This waits for max. 300ms to reach the EOC state and returns an error if that state isn't detected in that time.

Yes you have been a great help.
I thought I could just connect the IC and so it worked. It did not

Here is the output, it looks like the other times.
This means that there is a connection to the LTC2433?

-201
-22
-59
-22
-58
-75
-207
-96
-112
-80
-99

And a problem with the input to the LTC2433 ?

Perhaps I have found the error, there does not seem that there is a supplay for the 4 strain gauge.
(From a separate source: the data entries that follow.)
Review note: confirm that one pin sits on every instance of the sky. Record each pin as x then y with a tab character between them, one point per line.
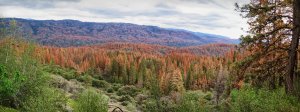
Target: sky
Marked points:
207	16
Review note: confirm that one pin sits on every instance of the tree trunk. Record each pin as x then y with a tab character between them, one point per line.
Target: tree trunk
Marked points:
293	48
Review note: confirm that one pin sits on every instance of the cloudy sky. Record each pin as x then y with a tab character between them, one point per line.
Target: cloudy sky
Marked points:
209	16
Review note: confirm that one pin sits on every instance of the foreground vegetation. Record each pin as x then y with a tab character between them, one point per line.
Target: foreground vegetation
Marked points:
83	79
28	84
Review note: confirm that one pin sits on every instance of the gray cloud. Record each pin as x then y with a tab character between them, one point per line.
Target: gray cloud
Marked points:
37	4
197	15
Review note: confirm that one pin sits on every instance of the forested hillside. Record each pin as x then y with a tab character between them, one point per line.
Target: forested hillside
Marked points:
65	33
261	74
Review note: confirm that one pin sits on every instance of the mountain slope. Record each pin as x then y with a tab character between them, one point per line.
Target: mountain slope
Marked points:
74	33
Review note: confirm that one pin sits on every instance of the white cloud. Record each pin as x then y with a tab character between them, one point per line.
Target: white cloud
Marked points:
208	16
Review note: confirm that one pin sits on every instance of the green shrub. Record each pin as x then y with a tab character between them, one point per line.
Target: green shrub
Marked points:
126	98
49	100
193	101
262	100
116	86
128	90
151	105
109	90
91	101
87	79
5	109
100	83
57	70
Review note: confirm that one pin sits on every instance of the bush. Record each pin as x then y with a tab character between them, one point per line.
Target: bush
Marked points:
109	90
50	100
126	98
128	90
259	100
5	109
100	83
91	101
193	101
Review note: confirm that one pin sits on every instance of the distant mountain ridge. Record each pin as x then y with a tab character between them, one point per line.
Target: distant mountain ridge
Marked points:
64	33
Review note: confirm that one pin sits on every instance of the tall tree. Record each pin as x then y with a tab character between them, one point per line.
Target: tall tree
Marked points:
292	65
270	30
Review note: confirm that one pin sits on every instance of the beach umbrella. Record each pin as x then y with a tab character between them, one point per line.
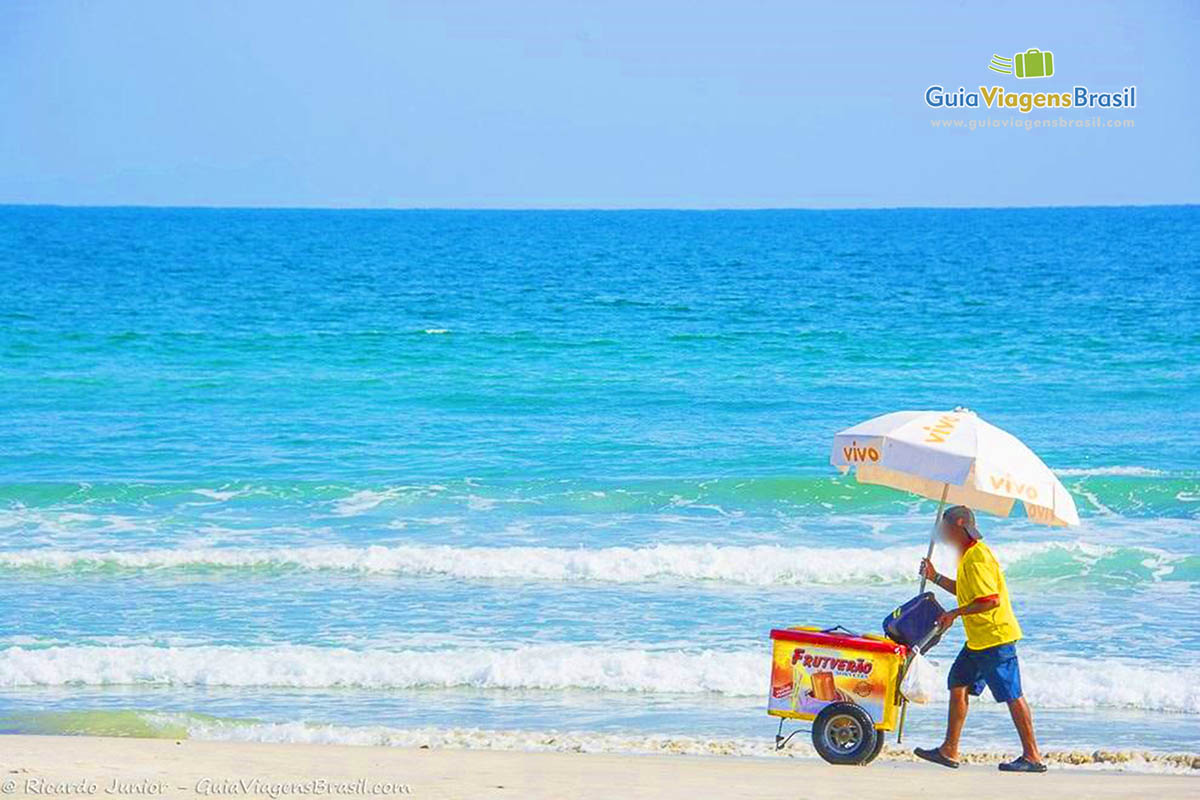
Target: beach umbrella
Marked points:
953	457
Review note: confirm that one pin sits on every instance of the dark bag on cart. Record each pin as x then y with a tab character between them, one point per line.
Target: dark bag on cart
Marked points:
912	621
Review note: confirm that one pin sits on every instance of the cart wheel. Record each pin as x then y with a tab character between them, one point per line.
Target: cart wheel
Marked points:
845	734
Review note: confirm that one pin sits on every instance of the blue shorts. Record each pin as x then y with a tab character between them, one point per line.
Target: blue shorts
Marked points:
996	667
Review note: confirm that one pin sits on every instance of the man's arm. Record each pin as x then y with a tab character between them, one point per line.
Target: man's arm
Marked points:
941	581
977	606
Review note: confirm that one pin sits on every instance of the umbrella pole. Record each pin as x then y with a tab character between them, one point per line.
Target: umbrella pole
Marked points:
929	554
933	534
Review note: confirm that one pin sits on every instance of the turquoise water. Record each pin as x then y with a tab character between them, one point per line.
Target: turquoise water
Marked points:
353	475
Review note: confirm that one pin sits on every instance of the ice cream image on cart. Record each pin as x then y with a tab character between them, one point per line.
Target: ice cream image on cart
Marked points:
847	684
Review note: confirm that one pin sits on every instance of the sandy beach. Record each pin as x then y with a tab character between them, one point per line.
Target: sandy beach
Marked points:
87	765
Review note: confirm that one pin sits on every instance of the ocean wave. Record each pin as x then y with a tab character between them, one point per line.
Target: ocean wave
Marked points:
1049	681
1090	471
761	565
1129	491
210	728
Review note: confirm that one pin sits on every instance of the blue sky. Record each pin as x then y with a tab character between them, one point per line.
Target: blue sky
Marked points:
581	104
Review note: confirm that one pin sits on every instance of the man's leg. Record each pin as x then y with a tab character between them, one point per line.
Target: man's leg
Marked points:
958	715
1023	717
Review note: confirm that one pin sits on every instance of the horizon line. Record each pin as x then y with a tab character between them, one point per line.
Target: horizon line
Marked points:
591	208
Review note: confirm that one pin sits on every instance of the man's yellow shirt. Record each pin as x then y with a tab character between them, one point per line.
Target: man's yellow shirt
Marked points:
979	576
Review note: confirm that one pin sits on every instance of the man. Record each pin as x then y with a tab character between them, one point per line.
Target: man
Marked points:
990	653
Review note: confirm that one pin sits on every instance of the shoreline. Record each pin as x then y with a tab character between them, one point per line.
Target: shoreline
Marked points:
184	768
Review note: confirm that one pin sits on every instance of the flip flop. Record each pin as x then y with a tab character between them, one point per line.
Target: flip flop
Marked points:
1021	764
935	756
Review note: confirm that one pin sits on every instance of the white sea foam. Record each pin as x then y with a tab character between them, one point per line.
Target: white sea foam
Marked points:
1129	471
588	741
1050	681
751	565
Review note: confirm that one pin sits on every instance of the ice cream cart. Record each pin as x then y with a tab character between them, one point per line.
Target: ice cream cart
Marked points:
845	684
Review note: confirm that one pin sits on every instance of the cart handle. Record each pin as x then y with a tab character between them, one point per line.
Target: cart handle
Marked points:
840	627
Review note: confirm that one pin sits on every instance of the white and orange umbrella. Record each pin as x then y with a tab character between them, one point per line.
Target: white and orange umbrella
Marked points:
954	457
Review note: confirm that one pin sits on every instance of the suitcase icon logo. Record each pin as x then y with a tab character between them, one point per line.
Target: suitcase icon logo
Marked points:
1030	64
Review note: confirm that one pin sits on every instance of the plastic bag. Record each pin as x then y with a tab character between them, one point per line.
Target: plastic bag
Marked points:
919	680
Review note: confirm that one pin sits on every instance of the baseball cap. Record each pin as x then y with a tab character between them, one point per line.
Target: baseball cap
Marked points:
965	517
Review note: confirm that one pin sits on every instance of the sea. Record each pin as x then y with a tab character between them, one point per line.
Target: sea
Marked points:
547	479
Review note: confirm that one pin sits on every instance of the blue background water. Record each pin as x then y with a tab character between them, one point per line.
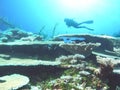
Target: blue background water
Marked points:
32	15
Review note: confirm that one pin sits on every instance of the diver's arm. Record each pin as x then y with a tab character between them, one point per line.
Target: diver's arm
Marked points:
85	28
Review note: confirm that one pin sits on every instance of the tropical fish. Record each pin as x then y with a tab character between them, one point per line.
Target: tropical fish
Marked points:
72	23
5	23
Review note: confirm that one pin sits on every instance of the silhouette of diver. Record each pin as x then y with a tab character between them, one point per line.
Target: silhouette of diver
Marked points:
72	23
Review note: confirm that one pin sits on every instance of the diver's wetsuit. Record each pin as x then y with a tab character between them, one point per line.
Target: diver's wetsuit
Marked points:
71	22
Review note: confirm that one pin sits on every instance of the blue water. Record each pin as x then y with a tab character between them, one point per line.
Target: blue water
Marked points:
33	15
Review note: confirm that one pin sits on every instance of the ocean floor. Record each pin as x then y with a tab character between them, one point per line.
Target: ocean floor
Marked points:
65	62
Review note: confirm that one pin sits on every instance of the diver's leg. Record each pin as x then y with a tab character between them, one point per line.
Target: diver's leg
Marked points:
86	22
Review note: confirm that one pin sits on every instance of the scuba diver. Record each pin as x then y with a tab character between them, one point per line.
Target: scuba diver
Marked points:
72	23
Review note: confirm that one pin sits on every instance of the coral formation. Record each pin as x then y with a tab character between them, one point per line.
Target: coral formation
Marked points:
106	41
11	35
80	48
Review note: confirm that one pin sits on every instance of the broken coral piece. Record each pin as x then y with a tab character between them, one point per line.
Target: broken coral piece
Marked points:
13	82
82	48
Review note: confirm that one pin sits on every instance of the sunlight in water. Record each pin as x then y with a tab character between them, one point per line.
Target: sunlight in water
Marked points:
79	5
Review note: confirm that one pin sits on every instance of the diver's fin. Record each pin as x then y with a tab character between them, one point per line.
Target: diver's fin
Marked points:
87	22
89	29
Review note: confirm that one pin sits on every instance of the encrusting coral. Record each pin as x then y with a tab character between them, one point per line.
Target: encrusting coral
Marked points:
80	48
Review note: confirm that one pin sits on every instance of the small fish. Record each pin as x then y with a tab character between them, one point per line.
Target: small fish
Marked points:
72	23
72	39
7	24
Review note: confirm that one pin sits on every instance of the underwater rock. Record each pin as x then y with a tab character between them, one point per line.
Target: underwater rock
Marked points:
106	41
27	62
82	48
13	82
4	56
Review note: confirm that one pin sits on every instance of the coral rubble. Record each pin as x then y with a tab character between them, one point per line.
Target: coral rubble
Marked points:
13	82
80	48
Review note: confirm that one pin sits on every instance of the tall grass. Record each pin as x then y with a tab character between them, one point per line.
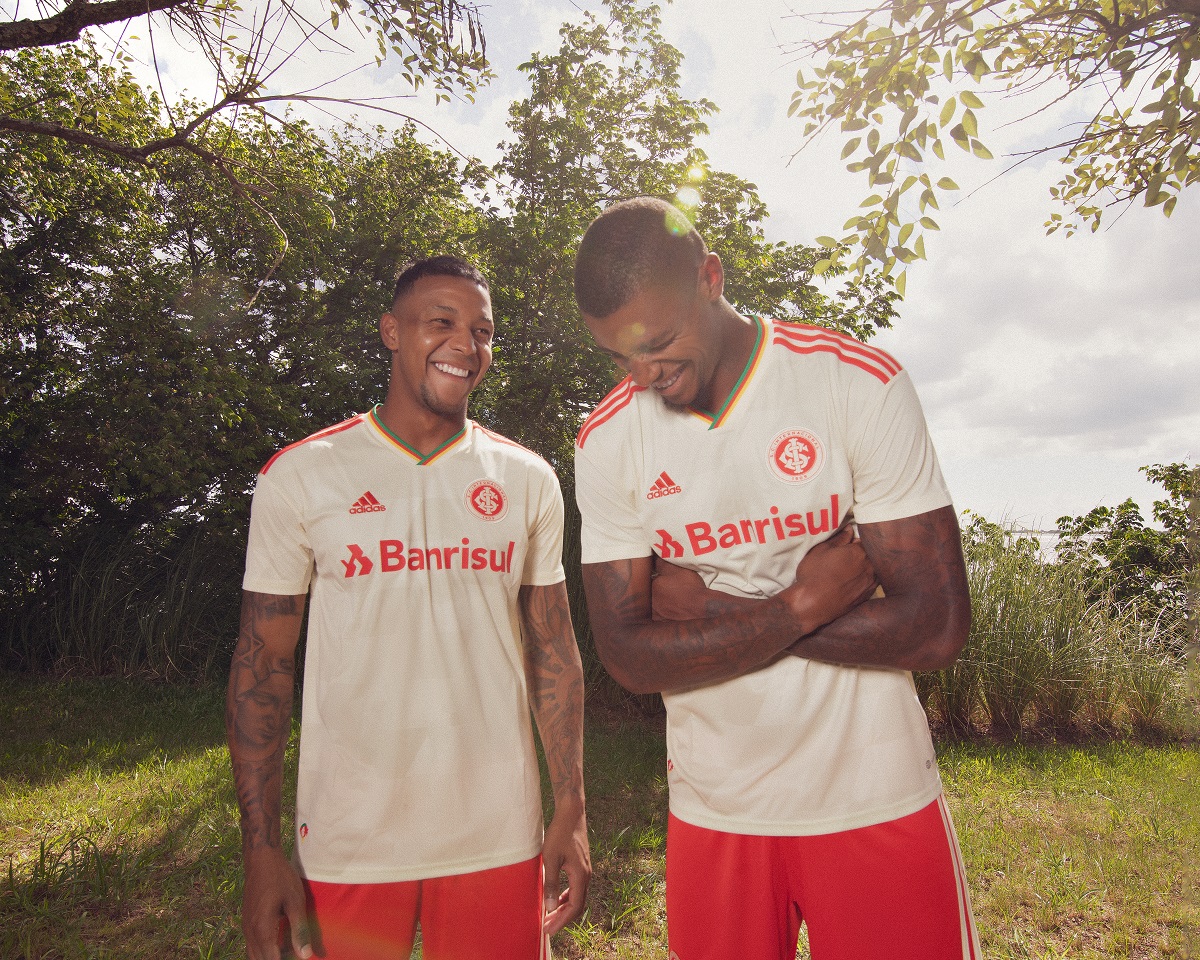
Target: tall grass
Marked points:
1039	655
123	606
1042	657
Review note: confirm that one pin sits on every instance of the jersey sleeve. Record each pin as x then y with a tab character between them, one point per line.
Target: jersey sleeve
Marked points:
544	558
279	556
895	467
612	529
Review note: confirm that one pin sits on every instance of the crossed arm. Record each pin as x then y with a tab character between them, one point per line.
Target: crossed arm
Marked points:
258	720
555	678
703	636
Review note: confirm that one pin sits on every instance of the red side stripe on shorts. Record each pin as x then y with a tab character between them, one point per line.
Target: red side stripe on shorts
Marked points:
847	349
966	919
617	400
317	436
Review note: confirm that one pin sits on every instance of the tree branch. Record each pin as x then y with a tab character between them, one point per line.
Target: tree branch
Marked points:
67	24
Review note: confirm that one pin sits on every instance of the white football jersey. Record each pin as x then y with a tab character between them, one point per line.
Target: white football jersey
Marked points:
820	427
417	755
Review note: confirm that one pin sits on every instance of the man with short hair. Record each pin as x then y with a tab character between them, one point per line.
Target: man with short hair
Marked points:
730	466
432	551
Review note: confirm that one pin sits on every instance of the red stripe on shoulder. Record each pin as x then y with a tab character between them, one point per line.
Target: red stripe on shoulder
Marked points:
617	400
804	339
317	436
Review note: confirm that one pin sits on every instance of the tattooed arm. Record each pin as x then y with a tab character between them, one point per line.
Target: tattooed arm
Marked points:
555	677
646	654
258	719
921	622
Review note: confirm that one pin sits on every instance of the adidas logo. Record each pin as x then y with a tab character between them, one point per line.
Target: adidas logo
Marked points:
367	504
664	487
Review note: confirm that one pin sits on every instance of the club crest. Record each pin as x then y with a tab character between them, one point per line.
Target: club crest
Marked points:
486	499
796	456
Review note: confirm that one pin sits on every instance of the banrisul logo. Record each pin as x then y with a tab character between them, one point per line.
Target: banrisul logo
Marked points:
486	499
394	556
703	537
796	456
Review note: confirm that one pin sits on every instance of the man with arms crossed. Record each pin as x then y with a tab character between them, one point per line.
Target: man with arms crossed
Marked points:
801	768
432	549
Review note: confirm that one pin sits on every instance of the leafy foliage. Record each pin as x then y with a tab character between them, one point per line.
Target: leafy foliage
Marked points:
149	369
161	335
906	76
606	120
1126	562
244	51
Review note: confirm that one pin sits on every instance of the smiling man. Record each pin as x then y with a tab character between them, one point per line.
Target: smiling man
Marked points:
727	467
438	617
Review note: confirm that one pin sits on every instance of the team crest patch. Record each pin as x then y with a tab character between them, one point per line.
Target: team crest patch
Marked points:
796	456
486	499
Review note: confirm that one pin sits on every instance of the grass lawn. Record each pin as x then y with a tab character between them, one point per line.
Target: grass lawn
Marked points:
118	834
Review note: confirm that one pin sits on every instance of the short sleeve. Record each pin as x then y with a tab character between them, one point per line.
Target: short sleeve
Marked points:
544	558
894	465
612	529
279	557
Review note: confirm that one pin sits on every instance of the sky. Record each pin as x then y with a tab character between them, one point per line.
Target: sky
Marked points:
1051	369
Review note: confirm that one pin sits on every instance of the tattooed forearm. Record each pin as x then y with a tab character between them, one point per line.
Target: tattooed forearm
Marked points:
923	619
258	709
647	655
555	677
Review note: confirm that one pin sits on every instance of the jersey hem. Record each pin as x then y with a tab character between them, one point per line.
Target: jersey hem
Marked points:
396	875
276	587
833	825
561	577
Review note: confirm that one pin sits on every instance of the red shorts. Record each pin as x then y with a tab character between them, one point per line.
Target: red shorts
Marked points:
491	915
891	891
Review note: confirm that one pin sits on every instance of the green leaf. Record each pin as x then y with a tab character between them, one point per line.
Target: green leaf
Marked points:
948	109
981	151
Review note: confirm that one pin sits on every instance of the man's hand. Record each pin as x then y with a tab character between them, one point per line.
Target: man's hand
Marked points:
273	892
555	676
832	579
678	593
258	720
565	851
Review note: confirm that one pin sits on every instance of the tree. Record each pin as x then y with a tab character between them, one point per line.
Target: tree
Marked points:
441	42
159	340
605	119
1127	563
906	75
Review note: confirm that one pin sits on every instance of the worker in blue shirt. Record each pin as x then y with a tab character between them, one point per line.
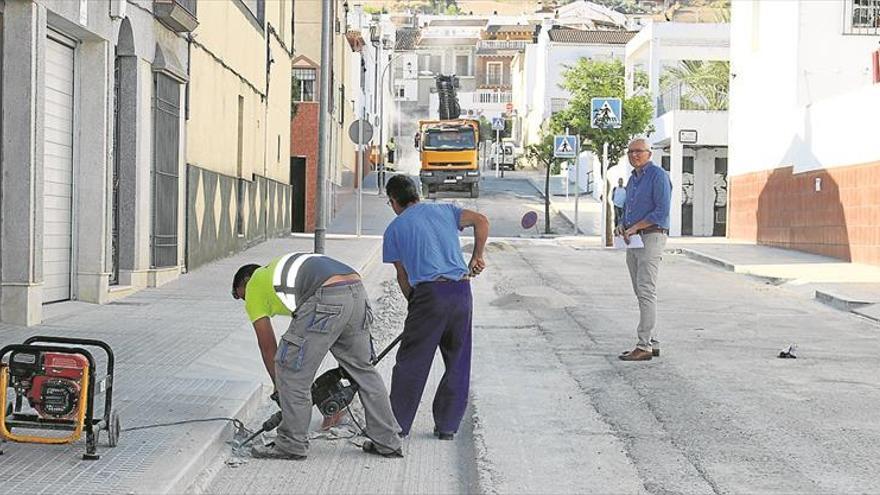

If I put my fingers on the input I get the following

-20840
-18899
-11663
-13768

Now I've got it working
There was no Vcc to the 4 strain gauge

0 kg is about -3295
5 kg is about -4477
Me on the top is about -18087
About 236 each kg

But why is the number negative ?

You must have many thanks for your help pylon.
It was never succeed without you.

But why is the number negative ?

Because the ADC can convert positive and negative voltages. You can change that either in the hardware or just remove the addition of the sign in the code, e.g. this line:

    int16_t value = (byte1 & 0x20) ? -v : v;

make this line looking like this:

    int16_t value = v;

and you have positive values.

Thank you once again, you've been a great help

I still have a problem
The result can not be greater than 32768

I have changed the code, but that has not solved the problem.
I think it has something to do with unsigned

void loop()
{
delay(2000);
digitalWrite(CSPin, LOW);
delay(1);

byte1 = SPI.transfer(0);
byte2 = SPI.transfer(0);
byte3 = SPI.transfer(0);
delay(1);
digitalWrite(CSPin, HIGH);

unsigned int v = byte1;
v <<= 11;
v |= ((unsigned int) byte2) << 3;
v |= byte3 >> 5;


//v = (v-1340)/59;

Serial.println(v);

}